Rolando Cantú, a senior taking a semester off from AU, volunteered for Ocasio-Cortez in 2018. In the fall of 2019, he worked for Sen. Bernie Sanders (I-Vt.), then a presidential candidate, as a communications intern during the New Hampshire primary.
Cantú spoke highly of his experience working for Sanders, during which he got to travel throughout New England.
“It was a really interesting experience … seeing the behind the scenes coordination, seeing how they prep all the rallies and speeches,” Cantú said.
He also mentioned how vulnerable people he met while campaigning were willing to be. Cantú said a man confided in him about his past drug addiction, questioning if, by voting for Sanders, he would be electing someone who would work to end the opioid crisis.
Josh Ludden, a senior in SPA, works as a full-time field organizer for Democrat John Kane of Pennsylvania, who is running for state senate. Only taking one class at AU this semester so he can work, he said he relocated from Syracuse, New York, to West Chester, Pennsylvania, for the campaign and is living in an Airbnb until the end of the campaign.

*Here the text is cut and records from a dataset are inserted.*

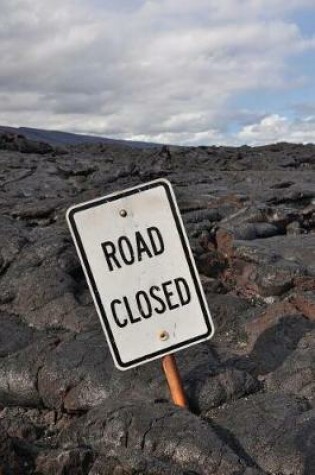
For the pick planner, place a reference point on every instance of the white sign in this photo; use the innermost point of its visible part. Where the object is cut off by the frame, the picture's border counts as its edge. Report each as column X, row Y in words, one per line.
column 141, row 273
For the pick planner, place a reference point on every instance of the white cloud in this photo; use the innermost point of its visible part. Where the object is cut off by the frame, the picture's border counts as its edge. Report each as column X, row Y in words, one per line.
column 159, row 69
column 276, row 128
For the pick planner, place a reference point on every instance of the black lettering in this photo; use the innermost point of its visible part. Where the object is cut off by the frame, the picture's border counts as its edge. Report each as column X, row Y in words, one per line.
column 131, row 318
column 156, row 240
column 182, row 289
column 110, row 251
column 117, row 321
column 152, row 292
column 142, row 246
column 125, row 248
column 145, row 299
column 169, row 294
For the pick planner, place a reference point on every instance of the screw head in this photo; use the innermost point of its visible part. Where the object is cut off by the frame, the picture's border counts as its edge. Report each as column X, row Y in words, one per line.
column 163, row 335
column 123, row 213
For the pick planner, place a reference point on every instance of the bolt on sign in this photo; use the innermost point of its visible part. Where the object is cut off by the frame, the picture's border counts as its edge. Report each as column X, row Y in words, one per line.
column 141, row 273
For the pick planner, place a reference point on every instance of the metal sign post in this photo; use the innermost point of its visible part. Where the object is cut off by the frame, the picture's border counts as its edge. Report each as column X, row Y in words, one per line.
column 174, row 380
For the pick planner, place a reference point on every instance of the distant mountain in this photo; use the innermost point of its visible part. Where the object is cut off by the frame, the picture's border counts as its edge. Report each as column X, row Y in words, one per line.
column 55, row 137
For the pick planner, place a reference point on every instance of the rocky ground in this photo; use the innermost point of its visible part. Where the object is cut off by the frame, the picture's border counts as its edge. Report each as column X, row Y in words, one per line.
column 65, row 409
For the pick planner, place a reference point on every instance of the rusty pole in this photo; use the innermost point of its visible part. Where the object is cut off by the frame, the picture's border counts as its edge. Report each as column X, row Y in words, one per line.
column 174, row 380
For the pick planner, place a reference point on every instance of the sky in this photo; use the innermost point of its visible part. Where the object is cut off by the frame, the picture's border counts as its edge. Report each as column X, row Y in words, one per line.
column 202, row 72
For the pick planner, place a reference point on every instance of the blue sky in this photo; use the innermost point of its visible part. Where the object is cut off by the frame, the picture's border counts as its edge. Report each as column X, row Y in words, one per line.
column 176, row 71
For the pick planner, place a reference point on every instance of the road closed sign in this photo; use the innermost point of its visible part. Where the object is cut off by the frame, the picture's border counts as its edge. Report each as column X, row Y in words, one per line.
column 141, row 273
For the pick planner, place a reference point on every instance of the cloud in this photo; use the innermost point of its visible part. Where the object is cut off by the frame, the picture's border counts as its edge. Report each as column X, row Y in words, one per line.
column 276, row 128
column 163, row 70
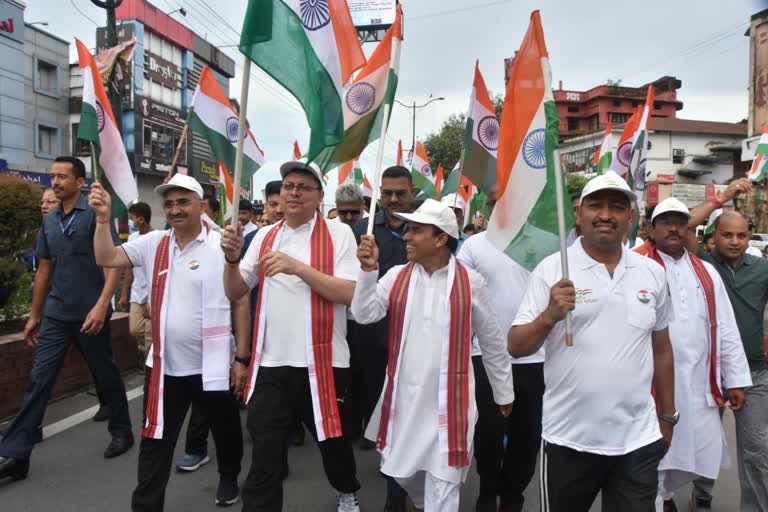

“The reason I did it this cycle was because I felt like there was too much at stake for me to not get involved,” Ludden said. “There’s too many people who aren’t able to do what I’m able to do. I know that I’m doing everything I can to make sure that our country goes in the direction that I think it needs to.”
Andrew Laureti, who is graduating with bachelor’s and master’s degrees from SPA in December, shares a similar sense of urgency when it comes to being politically-active. He works as a digital organizing associate on Joe Biden’s campaign. It’s a job that entails a lot of responsibilities, which Laureti willingly takes on.
“Working for a candidate, naturally you're submitting yourself to, you know, being under pressure a lot of the time,” Laureti said. “There's just so much. There's never enough time. So, it's a little bit stressful, but I love it; it's incredibly rewarding.”
The pandemic challenges campaign workers’ ability to do their jobs as effectively as they could during a normal election cycle. Portela said there is an emotional toll when campaigning during this time.
“When you’re going to a community [to donate supplies] that you have ties to, and you see eight blocks of people not socially distanced waiting in line to get a bag of food, … [it] is really tough,” Portela said.
Ludden said that he sometimes gets frustrated feeling like he’s doing the same thing every day. Similarly, Cantú said that campaigning through social media and digital information, instead of meeting with people face to face, felt far less impactful.
Laureti, however, appreciates being able to do work from different locations.
Despite current circumstances, all four said that campaigning fulfills them, and makes them feel like they’re making a positive difference in politics.
“The things that I’m doing are going to affect the outcome of millions of people,” Cantú said. “It’s a job where you can see your perceived opinion of what ‘good’ is.”